Size / / /

1.

Naveen's boyfriend is now certainly a god.


2.

Specific considerations regarding his divinity:

He must in retrospect have been a god the entire time. He has not just now transcended whatever limen encompasses the mortal. Rather, Naveen has systematically eliminated all other hypotheses regarding Hayden's provenance, and only this remains.

They go out for coffee to talk about this. "I don't understand," Naveen says, "why you didn't just tell me." Naveen's boyfriend is named Hayden. Yesterday Naveen could have enumerated his virtues, beginning at Hayden's stubbled chin pressed against Naveen's cheek in the very early morning, proceeding outward in any number of directions: his humor, his gentle strength, his willingness to set clear but distant boundaries on the limits of his patience and empathy. There were significant degrees of freedom available for the praise of Hayden and his qualities.

This new problem has collapsed the space. Everything bottlenecks at Hayden's godhood.

Across the little patio table, Hayden stirs his coffee. He always takes cream and sugar, and with a kind of surprise, as if these are novelties to him. And is this, Naveen wonders, further evidence—a yardstick for the scale of Hayden's existence, stretching back into antediluvian times before the union of milk and sugarcane and the coffee bean?

"Sometimes," Hayden says, the delicacy with which he has chosen each word evident more in his diction than his cadence, "it's just not important to mention."

Naveen considers this. "Like if you're not with someone for very long?"

"Just like that." Hayden nods, his left hand open flat, a kingly gesture, his head a little bowed in some kind of formal apology. "Sometimes it doesn't come up before—you know. Before people move on."

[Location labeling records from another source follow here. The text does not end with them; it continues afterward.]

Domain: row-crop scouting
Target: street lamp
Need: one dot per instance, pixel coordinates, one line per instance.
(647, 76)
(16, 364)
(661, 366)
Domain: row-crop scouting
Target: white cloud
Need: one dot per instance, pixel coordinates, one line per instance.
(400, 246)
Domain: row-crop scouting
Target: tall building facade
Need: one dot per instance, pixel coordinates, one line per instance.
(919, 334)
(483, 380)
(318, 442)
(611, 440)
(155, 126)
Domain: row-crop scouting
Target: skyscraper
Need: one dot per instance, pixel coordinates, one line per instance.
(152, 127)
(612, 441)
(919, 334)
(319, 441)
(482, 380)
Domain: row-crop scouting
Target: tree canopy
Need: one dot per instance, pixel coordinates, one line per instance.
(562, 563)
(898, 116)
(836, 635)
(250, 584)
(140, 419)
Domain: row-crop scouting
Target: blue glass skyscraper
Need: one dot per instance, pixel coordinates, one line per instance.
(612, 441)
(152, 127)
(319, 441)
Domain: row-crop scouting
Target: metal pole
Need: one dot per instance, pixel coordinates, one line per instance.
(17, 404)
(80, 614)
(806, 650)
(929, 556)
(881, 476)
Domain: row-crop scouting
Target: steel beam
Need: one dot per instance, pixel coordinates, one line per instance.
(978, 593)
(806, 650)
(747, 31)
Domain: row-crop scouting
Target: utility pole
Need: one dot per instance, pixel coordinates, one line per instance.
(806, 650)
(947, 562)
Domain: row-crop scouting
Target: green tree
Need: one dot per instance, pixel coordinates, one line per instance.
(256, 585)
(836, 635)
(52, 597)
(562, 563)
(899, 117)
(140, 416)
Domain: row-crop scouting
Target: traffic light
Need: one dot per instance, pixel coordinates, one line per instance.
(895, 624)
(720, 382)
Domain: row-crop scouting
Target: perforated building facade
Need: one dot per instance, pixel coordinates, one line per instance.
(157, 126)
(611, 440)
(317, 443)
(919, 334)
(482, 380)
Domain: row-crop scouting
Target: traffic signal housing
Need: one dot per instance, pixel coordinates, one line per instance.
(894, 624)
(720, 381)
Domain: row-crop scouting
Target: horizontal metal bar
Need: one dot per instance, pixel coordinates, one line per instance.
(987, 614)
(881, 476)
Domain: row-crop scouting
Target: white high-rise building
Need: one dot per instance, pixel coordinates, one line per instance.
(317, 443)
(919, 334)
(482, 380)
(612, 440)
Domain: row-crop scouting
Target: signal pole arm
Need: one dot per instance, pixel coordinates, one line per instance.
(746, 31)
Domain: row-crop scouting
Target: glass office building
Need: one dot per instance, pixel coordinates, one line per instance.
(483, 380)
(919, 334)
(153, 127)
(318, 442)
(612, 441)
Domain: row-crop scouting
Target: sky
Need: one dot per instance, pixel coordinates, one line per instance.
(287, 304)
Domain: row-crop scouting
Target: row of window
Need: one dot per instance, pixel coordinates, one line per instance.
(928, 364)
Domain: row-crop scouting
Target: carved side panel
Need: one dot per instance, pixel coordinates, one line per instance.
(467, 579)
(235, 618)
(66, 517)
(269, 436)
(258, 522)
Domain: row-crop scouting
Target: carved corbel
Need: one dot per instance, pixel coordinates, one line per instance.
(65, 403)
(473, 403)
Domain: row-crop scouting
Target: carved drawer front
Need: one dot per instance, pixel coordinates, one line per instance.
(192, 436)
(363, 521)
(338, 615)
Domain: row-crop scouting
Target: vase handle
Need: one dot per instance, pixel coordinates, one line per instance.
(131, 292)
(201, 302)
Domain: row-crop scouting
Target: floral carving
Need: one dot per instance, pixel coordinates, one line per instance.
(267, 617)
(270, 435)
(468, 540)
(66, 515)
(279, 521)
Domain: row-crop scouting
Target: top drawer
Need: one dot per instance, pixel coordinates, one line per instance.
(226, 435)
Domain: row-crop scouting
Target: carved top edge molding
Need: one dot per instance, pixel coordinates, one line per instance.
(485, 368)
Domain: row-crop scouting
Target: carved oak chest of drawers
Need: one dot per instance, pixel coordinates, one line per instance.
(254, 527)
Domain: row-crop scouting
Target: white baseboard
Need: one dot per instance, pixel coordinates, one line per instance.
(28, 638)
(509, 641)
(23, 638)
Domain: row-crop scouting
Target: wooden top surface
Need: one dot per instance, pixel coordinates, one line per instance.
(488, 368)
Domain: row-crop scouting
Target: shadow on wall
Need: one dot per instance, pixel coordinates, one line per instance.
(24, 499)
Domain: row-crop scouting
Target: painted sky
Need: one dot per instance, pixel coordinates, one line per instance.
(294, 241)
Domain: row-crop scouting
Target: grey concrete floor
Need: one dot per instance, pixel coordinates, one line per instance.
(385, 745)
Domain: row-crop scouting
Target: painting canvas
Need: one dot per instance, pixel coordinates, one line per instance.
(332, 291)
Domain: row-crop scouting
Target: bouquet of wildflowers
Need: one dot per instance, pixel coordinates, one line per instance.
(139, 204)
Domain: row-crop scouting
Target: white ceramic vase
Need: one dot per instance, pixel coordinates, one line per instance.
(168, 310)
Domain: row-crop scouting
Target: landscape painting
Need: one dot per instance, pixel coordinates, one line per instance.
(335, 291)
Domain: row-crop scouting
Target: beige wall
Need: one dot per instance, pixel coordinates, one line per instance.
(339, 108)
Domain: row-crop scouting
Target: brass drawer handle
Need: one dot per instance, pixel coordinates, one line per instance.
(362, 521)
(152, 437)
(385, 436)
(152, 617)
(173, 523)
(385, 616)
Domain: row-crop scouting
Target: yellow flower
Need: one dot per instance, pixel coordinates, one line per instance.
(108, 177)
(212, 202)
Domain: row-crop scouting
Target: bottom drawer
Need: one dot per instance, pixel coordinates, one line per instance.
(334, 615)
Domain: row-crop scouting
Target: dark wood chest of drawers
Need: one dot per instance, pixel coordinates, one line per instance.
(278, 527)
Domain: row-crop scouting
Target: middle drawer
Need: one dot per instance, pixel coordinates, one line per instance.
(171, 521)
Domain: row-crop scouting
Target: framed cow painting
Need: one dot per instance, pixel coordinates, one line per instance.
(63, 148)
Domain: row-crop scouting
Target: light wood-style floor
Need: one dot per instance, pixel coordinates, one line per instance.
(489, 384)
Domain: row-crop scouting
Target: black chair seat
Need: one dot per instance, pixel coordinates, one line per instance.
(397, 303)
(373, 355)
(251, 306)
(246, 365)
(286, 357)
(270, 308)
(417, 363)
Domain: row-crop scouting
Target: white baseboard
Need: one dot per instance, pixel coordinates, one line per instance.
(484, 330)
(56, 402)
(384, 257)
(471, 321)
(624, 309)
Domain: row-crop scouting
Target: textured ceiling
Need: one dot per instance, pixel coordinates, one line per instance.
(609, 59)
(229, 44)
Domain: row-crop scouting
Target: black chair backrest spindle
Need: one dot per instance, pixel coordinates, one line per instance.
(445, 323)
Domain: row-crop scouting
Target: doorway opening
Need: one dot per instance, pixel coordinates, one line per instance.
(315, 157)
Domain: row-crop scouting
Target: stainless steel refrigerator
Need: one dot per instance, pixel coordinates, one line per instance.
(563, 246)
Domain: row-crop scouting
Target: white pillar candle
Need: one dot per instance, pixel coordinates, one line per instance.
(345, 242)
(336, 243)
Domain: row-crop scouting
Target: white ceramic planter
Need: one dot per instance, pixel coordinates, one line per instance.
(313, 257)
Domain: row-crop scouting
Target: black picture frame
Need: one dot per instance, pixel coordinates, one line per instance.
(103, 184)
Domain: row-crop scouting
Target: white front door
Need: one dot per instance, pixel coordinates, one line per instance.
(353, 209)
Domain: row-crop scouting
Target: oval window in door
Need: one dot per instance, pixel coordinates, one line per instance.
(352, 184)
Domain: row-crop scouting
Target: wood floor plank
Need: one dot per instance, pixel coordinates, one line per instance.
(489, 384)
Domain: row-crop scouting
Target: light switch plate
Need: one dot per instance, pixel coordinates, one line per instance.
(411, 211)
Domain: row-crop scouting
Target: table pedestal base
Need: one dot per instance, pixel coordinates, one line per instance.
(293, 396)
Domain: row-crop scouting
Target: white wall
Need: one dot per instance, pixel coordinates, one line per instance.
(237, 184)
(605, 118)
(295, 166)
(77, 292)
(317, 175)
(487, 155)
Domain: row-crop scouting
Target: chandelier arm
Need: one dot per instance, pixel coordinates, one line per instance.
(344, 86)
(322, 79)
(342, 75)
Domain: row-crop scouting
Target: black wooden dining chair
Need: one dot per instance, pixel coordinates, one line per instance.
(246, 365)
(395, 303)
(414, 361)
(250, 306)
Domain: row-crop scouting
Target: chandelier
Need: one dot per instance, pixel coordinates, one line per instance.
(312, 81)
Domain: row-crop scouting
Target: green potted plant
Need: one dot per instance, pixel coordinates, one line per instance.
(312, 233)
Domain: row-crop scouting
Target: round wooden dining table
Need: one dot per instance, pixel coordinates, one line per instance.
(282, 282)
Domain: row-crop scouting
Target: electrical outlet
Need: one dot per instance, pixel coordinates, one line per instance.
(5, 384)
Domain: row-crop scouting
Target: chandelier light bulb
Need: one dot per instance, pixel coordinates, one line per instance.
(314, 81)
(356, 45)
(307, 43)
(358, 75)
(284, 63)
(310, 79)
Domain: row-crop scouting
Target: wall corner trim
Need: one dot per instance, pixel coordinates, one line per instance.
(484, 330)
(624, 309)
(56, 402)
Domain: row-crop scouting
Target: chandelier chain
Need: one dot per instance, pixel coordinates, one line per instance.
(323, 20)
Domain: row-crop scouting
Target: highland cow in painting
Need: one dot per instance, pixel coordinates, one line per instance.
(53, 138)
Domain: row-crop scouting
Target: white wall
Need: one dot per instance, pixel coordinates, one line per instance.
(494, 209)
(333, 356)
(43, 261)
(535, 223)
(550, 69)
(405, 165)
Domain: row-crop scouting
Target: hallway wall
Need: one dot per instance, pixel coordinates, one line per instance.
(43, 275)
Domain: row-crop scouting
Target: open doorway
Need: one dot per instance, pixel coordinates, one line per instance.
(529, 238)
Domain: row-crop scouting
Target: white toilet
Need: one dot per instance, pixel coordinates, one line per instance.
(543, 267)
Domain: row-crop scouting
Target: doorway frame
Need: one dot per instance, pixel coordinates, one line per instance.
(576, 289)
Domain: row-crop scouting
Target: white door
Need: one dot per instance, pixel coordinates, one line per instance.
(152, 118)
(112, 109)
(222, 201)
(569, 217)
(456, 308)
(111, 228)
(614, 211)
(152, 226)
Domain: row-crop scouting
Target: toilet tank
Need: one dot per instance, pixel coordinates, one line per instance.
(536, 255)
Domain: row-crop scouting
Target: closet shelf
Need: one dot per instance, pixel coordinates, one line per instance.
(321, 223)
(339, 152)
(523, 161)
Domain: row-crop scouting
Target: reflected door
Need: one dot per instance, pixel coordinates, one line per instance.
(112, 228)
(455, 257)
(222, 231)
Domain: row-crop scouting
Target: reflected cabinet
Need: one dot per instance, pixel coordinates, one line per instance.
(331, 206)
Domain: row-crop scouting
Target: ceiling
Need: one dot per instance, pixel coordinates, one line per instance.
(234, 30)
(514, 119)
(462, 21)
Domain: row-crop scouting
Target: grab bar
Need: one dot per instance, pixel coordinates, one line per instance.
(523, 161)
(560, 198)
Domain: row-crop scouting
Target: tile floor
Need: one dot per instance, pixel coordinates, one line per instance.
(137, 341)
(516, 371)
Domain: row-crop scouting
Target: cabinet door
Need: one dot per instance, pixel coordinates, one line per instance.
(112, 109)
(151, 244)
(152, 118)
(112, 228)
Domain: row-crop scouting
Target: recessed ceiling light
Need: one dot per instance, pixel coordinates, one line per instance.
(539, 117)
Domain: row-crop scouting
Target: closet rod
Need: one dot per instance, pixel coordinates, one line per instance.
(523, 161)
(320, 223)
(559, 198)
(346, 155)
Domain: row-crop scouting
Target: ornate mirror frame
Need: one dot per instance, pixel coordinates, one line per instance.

"Okay." Naveen appreciates the honesty. It even makes him a little hopeful, because here, between the two of them, it did come up. "So you haven't really been this serious with anyone for a while?"

"Oh, I . . ." Hayden bounces his spoon. "I'm not sure I'm ready for that talk, you know? Not because of you, or us; you're wonderful. We're wonderful. But I just like to stay in the moment."

"That's fine," Naveen says.

And it really is. There are so many other questions to ask.


3.

One manner in which Hayden's godhood became clear to Naveen:

Naveen opens a beer for him in the kitchen, Amarillo IPA, glass bottle, refrigerated, sweating lightly. Kitchen ambient temperature 21.1 degrees Celsius; temperature of beer (by fast clinical thermometer, poached from work just for this purpose) 14 degrees Celsius. A little warmer than Hayden likes.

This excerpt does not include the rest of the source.